Cada um de nós, com os nossos problemas pessoais que podem ser de trabalho, saúde, afetivos, etc. estamos a viver situações idênticas. Se nós também praticarmos esse Ensinamento como ela praticou, com fervor, com certeza vamos ter o mesmo resultado.

No final ela concluiu a experiência dizendo: “Aprendi que a verdadeira solução é pôr tudo nas mãos de Deus e de Meishu-Sama e dedicar intensamente em prol dos outros. Quanto mais o faço, mais Deus e Meishu-Sama me ajudam e assim eu manifesto ainda mais a minha gratidão através de donativos e dedicações.” Como uma coisa que vai puxando a outra, quanto mais tu fazes, mais és recompensado e quanto mais és recompensado, mais feliz te sentes e mais vontade tens de fazer, é um círculo de Luz que nos leva ao Paraíso! Mas às vezes, as pessoas começam a dedicar, melhoram um pouco e param de praticar, aí piora de novo, volta a dedicar e melhora um pouco e pára e volta de novo. Está sempre a melhorar e a piorar, porque não mantêm o ritmo de sempre melhorar.
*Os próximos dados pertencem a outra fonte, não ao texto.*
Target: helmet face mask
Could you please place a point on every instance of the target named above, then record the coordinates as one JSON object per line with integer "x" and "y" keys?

Esse ritmo é fundamental na prática da Fé, sempre crescente e sempre com mais entusiasmo e fervor ao ponto de contagiar toda as pessoas com quem convivemos.

Para concluir, gostaria de dizer que estamos, como se vê pelo clima, no outono.

Meishu-Sama disse num poema:

“Apreciar com amor a flor da Primavera e o bordo do Outono, é corresponder à infinita bênção que nos é atribuída por Deus.”

Apreciar a natureza é também aprender com ela. Uma das características do Outono é que caem as folhas das árvores. Bonito não é? (Sim) Elas vão secando, ficando com várias tonalidades de castanho, amarelo, vermelho e depois caem, deixando a árvore limpinha, sem folhas. O que é que a natureza nos quer ensinar através das folhas que caem?

Que o homem também precisa ciclicamente deixar cair as suas “folhas secas”. O que são as nossas folhas secas? As folhas secas são os nossos sentimentos e pensamentos ruins, de apegos, de tristezas, de mágoas, sentimentos de vingança, pensamentos do passado, que “secaram”, mas ficaram apegados, não os deixamos cair. Na árvore, senão caírem as folhas secas e a árvore ficar limpinha, na primavera não vai nascer um novo broto, uma nova folhinha verdinha que depois se vai tornar numa folha vigorosa. Assim, perdendo a folha no Outono e renovando na Primavera, a árvore vai crescendo. Se a árvore ficasse apegada e não deixasse cair suas folhas secas, não iria crescer.

O homem também, para evoluir espiritualmente, precisa de ter coragem de “deixar cair as folhas secas” que guarda no seu espírito, que muitas vezes ficam ali apegadas. Aquela triste recordação, aquela mágoa, aquele ressentimento, aquele que me disse… , aquele que me fez… , aquele que não sei o quê… , há pessoas que ficam com um monte de folhas secas, que vão ficando cada vez mais secas e retorcidas e não caem. É um direito que nós temos de ficar apegados nas folhas secas, mas depois não podemos reclamar que não nascem folhinhas novas! (Risos)

Para nascerem novos pensamentos altruístas, temos que deixar cair os pensamentos velhos egoístas, para nascerem novos sentimentos nobres e elevados, temos que deixar cair os velhos sentimentos mesquinhos e assim por diante. Vamos aproveitar este Outono e fazer uma bela limpeza das “folhas secas” do nosso espírito, para que assim, Deus e Meishu-Sama possam dar-nos muitas “folhinhas novas” que vão brotar e florir na Primavera, dando bons frutos.

Muito obrigado e um bom mês a todos!